Verses 20 and 21 give us one more encouragement to do that. “But our citizenship is in heaven. And we eagerly await a Savior from there, the Lord Jesus Christ, who, by the power that enables him to bring everything under his control, will transform our lowly bodies so that they will be like his glorious body – Philippians 3:20-21.” We strive for perfection by looking back to what Jesus has done for us – that’s our motivation, His love for us. But it also helps to look ahead. Think about what this is going to feel like. Someday we’re going to be completely happy with ourselves, because there will be nothing imperfect about us, and we will see with our eyes and not just by faith God’s perfect love for us.

May this hope help us to be happy perfectionists, that is, happy in Christ yet always striving to be perfect in love!
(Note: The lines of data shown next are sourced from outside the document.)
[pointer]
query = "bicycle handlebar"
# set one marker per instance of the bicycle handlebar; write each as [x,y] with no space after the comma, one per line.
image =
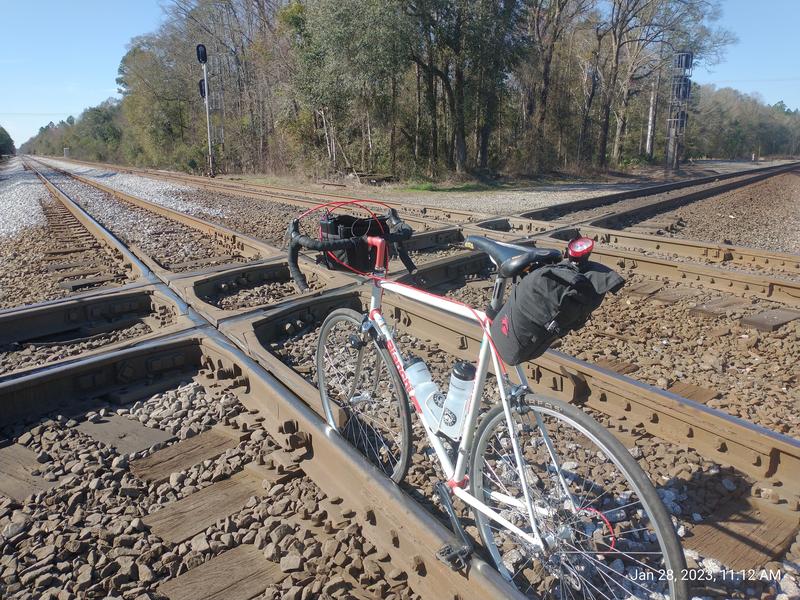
[399,231]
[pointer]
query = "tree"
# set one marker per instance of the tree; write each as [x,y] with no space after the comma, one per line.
[6,143]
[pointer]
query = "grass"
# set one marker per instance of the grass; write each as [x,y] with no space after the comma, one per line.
[427,186]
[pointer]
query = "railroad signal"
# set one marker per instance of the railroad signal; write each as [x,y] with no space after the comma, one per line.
[202,57]
[678,106]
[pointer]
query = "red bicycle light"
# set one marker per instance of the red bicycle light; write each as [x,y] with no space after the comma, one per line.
[580,248]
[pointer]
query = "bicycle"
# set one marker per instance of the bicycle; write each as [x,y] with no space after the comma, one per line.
[562,508]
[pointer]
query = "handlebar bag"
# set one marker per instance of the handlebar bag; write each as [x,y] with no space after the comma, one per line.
[361,256]
[547,304]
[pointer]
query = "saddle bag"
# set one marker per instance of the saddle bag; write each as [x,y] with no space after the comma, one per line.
[547,304]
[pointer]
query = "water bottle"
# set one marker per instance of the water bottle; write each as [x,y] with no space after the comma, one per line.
[462,382]
[430,399]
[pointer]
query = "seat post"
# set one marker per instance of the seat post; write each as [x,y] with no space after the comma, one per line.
[497,296]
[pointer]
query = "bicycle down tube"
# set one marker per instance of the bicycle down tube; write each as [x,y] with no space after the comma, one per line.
[456,474]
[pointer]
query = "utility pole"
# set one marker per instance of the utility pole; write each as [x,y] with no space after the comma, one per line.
[203,59]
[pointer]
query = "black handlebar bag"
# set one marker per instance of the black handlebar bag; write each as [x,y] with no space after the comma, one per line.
[361,256]
[547,304]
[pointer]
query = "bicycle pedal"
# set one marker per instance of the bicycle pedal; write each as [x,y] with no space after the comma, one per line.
[455,557]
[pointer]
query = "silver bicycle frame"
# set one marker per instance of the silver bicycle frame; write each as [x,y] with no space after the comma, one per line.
[456,473]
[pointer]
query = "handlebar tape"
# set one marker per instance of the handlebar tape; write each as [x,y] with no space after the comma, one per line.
[297,240]
[398,233]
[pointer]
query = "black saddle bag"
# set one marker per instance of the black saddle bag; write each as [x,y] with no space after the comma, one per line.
[547,304]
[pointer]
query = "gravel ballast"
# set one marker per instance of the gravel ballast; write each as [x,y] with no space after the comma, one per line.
[763,215]
[691,486]
[88,537]
[171,244]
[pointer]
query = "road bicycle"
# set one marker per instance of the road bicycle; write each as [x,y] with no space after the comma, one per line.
[562,508]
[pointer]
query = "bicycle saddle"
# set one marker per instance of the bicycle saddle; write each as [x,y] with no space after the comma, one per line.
[510,259]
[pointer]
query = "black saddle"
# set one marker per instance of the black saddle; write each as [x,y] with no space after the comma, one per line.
[510,259]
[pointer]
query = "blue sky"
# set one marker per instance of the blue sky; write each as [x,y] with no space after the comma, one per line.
[60,57]
[766,59]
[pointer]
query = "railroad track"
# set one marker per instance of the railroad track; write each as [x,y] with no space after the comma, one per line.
[326,521]
[779,283]
[73,258]
[294,196]
[273,399]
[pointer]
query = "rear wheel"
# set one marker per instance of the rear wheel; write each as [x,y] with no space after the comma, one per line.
[610,537]
[361,393]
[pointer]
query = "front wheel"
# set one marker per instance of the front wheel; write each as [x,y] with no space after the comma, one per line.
[605,531]
[362,395]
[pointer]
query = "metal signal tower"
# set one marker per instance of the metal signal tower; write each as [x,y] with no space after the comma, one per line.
[681,89]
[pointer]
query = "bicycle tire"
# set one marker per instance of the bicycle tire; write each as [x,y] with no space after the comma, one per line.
[368,440]
[573,417]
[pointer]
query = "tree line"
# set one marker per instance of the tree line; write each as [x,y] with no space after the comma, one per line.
[6,143]
[420,88]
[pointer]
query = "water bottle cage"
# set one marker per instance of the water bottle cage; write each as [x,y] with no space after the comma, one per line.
[517,396]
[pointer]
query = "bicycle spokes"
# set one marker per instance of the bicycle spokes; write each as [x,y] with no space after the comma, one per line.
[598,539]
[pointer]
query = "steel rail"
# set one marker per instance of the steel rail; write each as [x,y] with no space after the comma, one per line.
[770,287]
[391,519]
[718,253]
[771,458]
[233,241]
[293,196]
[626,217]
[597,201]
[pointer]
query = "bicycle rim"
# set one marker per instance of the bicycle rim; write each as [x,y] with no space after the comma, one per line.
[361,394]
[611,539]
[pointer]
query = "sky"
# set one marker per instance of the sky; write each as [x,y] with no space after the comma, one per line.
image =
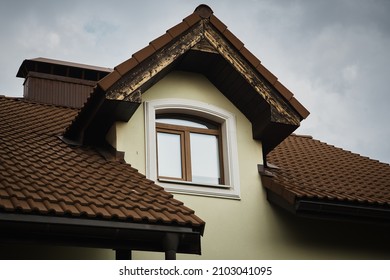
[333,55]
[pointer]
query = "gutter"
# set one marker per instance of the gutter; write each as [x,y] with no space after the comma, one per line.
[339,210]
[96,233]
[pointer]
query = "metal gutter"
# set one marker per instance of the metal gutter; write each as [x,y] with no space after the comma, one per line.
[22,228]
[341,210]
[10,217]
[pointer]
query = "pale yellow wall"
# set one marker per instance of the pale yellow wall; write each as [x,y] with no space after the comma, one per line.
[250,228]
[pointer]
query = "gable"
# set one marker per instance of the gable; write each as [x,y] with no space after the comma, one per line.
[201,44]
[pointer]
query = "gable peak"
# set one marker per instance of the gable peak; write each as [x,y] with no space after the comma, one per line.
[204,11]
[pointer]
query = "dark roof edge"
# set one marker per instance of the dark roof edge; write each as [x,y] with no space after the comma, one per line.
[333,210]
[83,232]
[16,217]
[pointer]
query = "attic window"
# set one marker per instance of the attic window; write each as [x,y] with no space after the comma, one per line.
[192,148]
[189,149]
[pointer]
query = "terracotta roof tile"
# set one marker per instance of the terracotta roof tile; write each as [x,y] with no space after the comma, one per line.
[161,41]
[48,177]
[310,168]
[144,53]
[178,29]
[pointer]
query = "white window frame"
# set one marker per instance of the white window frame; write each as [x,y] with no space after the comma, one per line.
[231,188]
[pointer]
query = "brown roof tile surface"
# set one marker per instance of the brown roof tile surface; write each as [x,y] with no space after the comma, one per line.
[308,168]
[39,174]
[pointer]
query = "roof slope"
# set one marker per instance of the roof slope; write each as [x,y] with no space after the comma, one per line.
[313,170]
[200,43]
[41,175]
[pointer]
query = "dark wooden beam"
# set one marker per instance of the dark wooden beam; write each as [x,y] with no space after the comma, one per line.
[170,244]
[123,254]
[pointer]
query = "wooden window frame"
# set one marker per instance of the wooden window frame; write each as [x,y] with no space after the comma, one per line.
[185,135]
[215,114]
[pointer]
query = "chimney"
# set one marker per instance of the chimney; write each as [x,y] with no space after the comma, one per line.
[59,83]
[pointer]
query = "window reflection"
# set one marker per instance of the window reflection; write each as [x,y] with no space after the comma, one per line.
[169,155]
[205,158]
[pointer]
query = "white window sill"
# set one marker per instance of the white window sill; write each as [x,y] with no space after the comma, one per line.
[190,188]
[193,183]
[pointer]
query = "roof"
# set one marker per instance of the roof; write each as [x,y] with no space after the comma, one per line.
[305,169]
[200,43]
[41,175]
[62,68]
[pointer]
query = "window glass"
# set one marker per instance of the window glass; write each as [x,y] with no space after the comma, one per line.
[169,155]
[205,158]
[186,121]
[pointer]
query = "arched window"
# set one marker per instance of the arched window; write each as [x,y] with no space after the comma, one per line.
[191,147]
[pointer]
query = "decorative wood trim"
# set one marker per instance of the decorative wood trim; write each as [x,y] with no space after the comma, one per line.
[154,65]
[280,111]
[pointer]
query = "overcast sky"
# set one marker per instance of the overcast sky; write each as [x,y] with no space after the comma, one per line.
[333,55]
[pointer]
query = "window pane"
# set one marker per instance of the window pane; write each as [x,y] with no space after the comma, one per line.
[186,121]
[169,155]
[205,158]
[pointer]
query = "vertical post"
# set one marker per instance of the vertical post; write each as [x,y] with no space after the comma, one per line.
[123,254]
[171,243]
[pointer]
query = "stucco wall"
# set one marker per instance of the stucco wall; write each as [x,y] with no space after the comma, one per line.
[249,228]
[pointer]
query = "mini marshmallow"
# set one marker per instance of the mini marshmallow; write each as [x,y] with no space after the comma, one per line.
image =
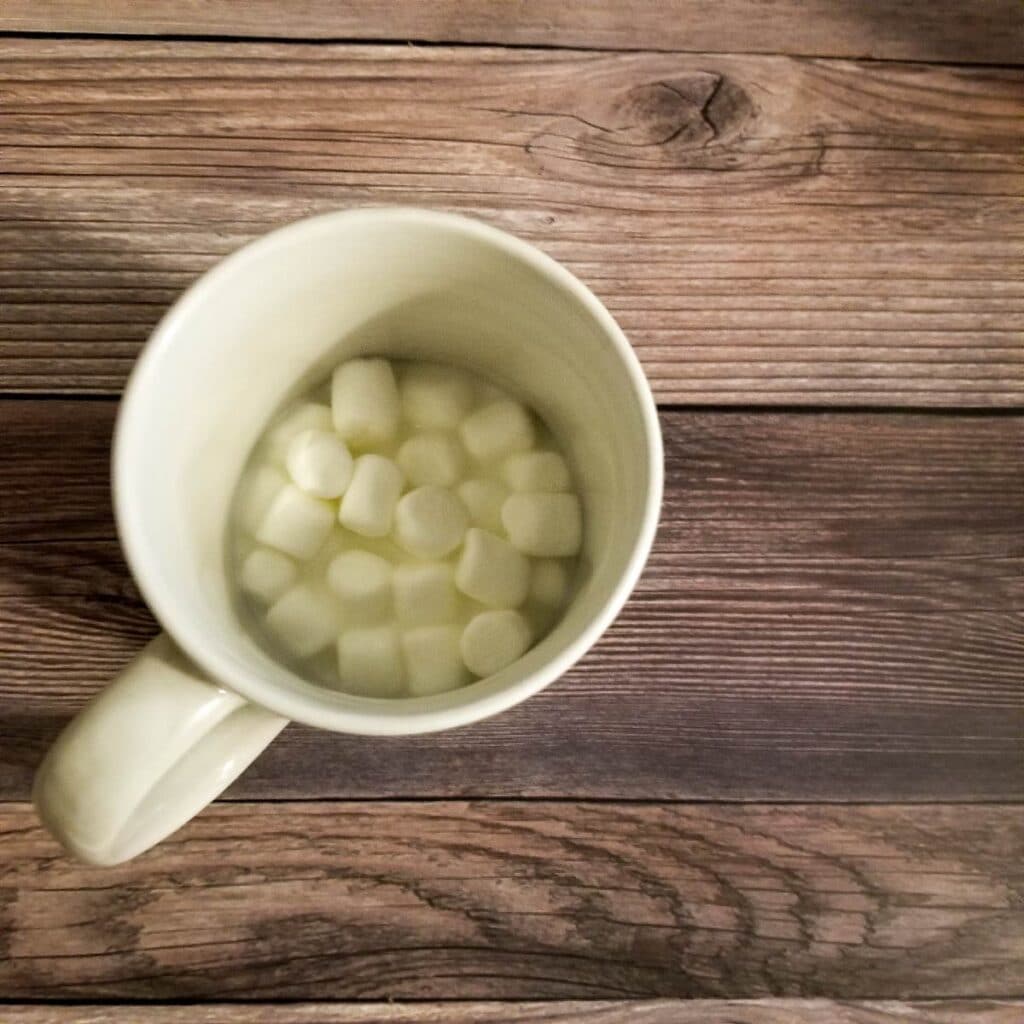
[258,488]
[544,471]
[492,571]
[433,659]
[483,500]
[266,574]
[320,463]
[363,583]
[549,583]
[498,430]
[425,594]
[430,522]
[544,525]
[370,662]
[304,620]
[369,503]
[435,397]
[365,401]
[296,523]
[431,458]
[307,416]
[494,640]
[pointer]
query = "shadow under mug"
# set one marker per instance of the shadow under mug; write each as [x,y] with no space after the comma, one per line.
[202,700]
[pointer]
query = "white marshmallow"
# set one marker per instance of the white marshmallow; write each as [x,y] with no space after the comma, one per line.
[494,640]
[365,401]
[549,583]
[296,523]
[544,471]
[430,522]
[266,574]
[433,459]
[492,571]
[257,491]
[370,662]
[433,659]
[484,499]
[435,397]
[320,463]
[363,583]
[369,503]
[544,525]
[425,594]
[304,620]
[307,416]
[498,430]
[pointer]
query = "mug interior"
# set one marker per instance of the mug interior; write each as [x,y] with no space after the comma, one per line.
[262,327]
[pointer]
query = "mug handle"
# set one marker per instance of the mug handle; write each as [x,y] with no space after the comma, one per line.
[145,756]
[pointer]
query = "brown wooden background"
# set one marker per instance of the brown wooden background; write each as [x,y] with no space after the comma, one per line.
[786,785]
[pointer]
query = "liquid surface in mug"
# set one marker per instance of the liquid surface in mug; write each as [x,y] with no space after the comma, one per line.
[404,529]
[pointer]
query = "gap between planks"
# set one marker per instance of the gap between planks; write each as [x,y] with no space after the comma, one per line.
[767,230]
[590,1012]
[832,611]
[992,32]
[484,900]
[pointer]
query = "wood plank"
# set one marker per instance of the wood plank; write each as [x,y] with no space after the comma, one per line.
[767,229]
[550,1012]
[833,611]
[525,900]
[990,32]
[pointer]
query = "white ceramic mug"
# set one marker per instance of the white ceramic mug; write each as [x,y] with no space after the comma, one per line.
[202,700]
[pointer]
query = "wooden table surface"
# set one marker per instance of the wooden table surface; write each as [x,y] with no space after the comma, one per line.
[787,785]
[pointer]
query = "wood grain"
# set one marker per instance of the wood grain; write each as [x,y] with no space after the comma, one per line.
[833,611]
[525,900]
[921,30]
[552,1012]
[767,229]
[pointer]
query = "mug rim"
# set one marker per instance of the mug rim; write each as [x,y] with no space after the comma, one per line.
[365,716]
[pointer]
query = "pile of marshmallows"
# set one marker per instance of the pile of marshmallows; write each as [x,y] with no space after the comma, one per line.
[452,525]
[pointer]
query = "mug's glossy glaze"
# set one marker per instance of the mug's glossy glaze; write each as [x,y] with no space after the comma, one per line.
[253,332]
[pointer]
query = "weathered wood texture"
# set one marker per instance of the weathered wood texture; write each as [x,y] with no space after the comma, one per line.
[553,1012]
[908,30]
[526,900]
[767,229]
[833,611]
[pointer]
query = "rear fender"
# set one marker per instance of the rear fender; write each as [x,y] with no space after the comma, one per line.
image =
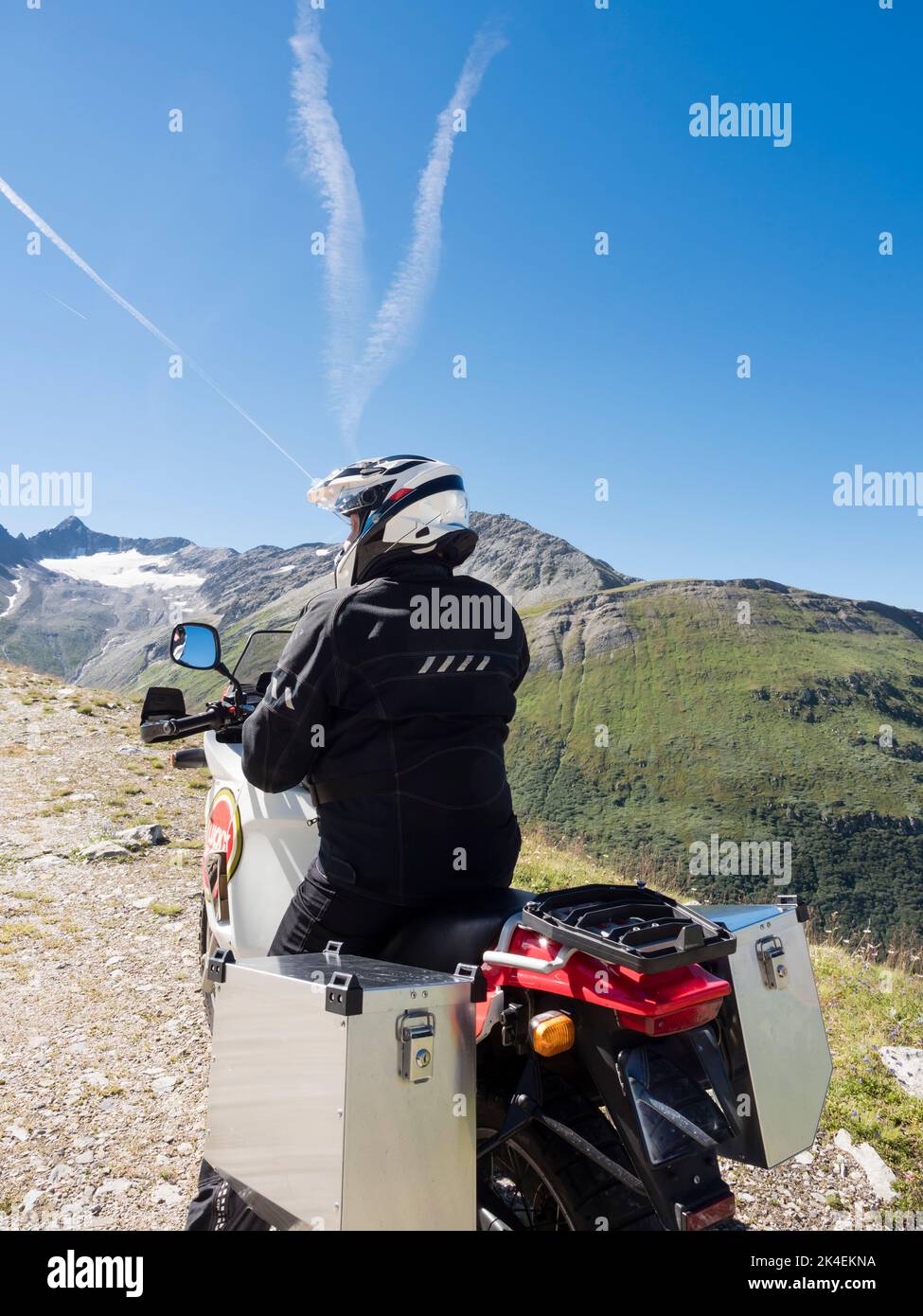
[678,1187]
Finally, think what a difference being a happy perfectionist can make in our relationships with our family or co-workers. It can make a huge difference! Yet I’m not suggesting everything gets better instantly. Paul, the happy perfectionist, shed lots of tears in his concern for the Philippians. We will too for our loved ones. Yet by being happy, relaxed and encouraging, we can help others to also grow to be all that God wants them to be. And what does God want them to be? Happy perfectionists to His glory. Amen.